Re: [PATCH v2 1/3] KVM: x86: implement KVM_{GET|SET}_TSC_STATE

From: Marcelo Tosatti
Date: Wed Dec 09 2020 - 13:56:41 EST


On Tue, Dec 08, 2020 at 10:33:15PM +0100, Thomas Gleixner wrote:
> On Tue, Dec 08 2020 at 15:11, Marcelo Tosatti wrote:
> > On Tue, Dec 08, 2020 at 05:02:07PM +0100, Thomas Gleixner wrote:
> >> On Tue, Dec 08 2020 at 16:50, Maxim Levitsky wrote:
> >> > On Mon, 2020-12-07 at 20:29 -0300, Marcelo Tosatti wrote:
> >> >> > +This ioctl allows to reconstruct the guest's IA32_TSC and TSC_ADJUST value
> >> >> > +from the state obtained in the past by KVM_GET_TSC_STATE on the same vCPU.
> >> >> > +
> >> >> > +If 'KVM_TSC_STATE_TIMESTAMP_VALID' is set in flags,
> >> >> > +KVM will adjust the guest TSC value by the time that passed since the moment
> >> >> > +CLOCK_REALTIME timestamp was saved in the struct and current value of
> >> >> > +CLOCK_REALTIME, and set the guest's TSC to the new value.
> >> >>
> >> >> This introduces the wraparound bug in Linux timekeeping, doesnt it?
> >>
> >> Which bug?
> >
> > max_cycles overflow. Sent a message to Maxim describing it.
>
> Truly helpful. Why the hell did you not talk to me when you ran into
> that the first time?

Because

1) Users wanted CLOCK_BOOTTIME to stop counting while the VM
is paused (so we wanted to stop guest clock when VM is paused anyway).

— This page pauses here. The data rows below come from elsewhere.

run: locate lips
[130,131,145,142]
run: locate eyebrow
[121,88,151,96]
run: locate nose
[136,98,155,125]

2) The solution to inject NMIs to the guest seemed overly
complicated.

> >> For one I have no idea which bug you are talking about and if the bug is
> >> caused by the VMM then why would you "fix" it in the guest kernel.
> >
> > 1) Stop guest, save TSC value of cpu-0 = V.
> > 2) Wait for some amount of time = W.
> > 3) Start guest, load TSC value with V+W.
> >
> > Can cause an overflow on Linux timekeeping.
>
> Yes, because you violate the basic assumption which Linux timekeeping
> makes. See the other mail in this thread.
>
> Thanks,
>
> tglx